Golün şokunu üstünden atamayan ve Freuler’in sakatlığıyla bu bölümü 10 kişi gibi oynayan Atalanta savunmasının yine sıkıntı yaşadığı bir pozisyon, durumu 2–1'e getirdi. Neymar’ın sol çaprazda topla buluşması, onun dikey pasıyla birlikte Mbappe’yi arkaya kaçırdı. Palomino yine yanlış pozisyon almış durumda. Pasa müdahale edemediği gibi Mbappe’ye de yetişemeyen tecrübeli oyuncu golde yine en hatalı oyuncu konumunda.

Sonuç

Atalanta ilk yarısını mükemmel oynadığı maçı son dakikaya kadar götürdü fakat Paris St. Germain’in yetenek baremine dayanamadılar. 60. dakikadan sonra çok derine geldiler ve alışık olmadıkları sette savunma oyununu da iyi oynayamadılar. Toloi ve Caldara’nın sürekli derine gelen PSG forvetleriyle savunmadan koparılmaları da Atalanta savunmasının defalarca merkezden ve kenardan delinmesine neden oldu. Üç stoperle oynayan bir takım için dün akşam rakiplerine çok fazla pozisyon verdiler ve biraz da bunun sonucunu gördüler.

Fakat daha önemlisi Atalanta’nın hem savunma hattının hem de merkez orta sahasının bire birlerde ne kadar kırılgan olduğu dün ortaya çıkmış olabilir. Evet, özellikle Mbappe’nin oyuna girmesiyle birlikte belki de dripling konusunda dünyanın en iyi beş oyuncusundan ikisine karşı mücadele ettiler fakat De Roon, Freuler, Toloi, Caldara, Djimsiti ve Palomino, biraz da ağırlıklarının etkisiyle bu bire birlerin hiçbirinde Neymar ve Mbappe’ye reaksiyon veremediler. Dolayısıyla Atalanta’nın başarılı adam markajının antidotunun dripling olduğu dün ortaya çıkmış olabilir ve önümüzdeki sezon bu maçın kanıtları Serie A ekipleri tarafından kullanılabilir.

Paris St. Germain’deyse 5 aylık aranın takıma çok da iyi gelmediği dün itibarıyla biraz netleşti. İlk devrede tamamen Neymar üzerinden oynayan Fransızlar, ikinci yarıda Mbappe’nin oyunu değiştirmesiyle birlikte etki alanını artırdı. Fakat başarılı bir set oyunundan ziyade yine Neymar ve Mbappe’nin bire birleri üzerinden üretim geçer akçeydi.

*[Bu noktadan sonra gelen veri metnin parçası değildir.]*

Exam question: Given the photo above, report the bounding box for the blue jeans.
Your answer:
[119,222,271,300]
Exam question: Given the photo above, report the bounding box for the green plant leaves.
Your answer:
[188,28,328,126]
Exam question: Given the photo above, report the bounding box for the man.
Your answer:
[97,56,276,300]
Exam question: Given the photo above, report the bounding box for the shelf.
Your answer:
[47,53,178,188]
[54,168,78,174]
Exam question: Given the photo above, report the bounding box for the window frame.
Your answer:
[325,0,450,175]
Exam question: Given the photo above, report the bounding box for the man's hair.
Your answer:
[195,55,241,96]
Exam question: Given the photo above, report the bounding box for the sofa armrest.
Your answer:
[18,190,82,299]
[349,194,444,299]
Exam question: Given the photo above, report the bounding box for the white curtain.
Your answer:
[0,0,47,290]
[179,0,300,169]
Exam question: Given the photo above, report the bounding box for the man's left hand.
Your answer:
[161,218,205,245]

Neymar ise sansasyonel bir performans ortaya koydu. Thomas Tuchel’in sürpriziyle sahte dokuz rolüyle görev yapan Brezilyalı derine geldiği her pozisyonda Atalanta savunmasına zarar verdi ve rolünün hakkını verdi. Yaptığı 16 başarılı driplingle 2008'de bu sayıya çıkan Messi’nin rekoruna ortak ve daha önemlisi bu performansla takımını yarı finale taşıyan oyuncu oldu. Topu ayağına aldığı her pozisyonda her rakibini geçti ve Atalantalı oyuncuların stres seviyesinin artmasında da başrol oynadı. Kaçırdığı pozisyonlar bugün tura mal olabilirdi fakat mükemmel oyunu skor farklı olsaydı da değişmeyecekti.

Marco Verratti ve Kylian Mbappe’nin muhtemel dönüşleriyse bu PSG’nin daha yukarıya gitmesi için şart görünüyor. Eğer bu mümkün olmayacaksa, dün çok iyi bir maç çıkarmayan Thomas Tuchel’in kenarda daha fazlasını yapması gerekeceği kesin gibi.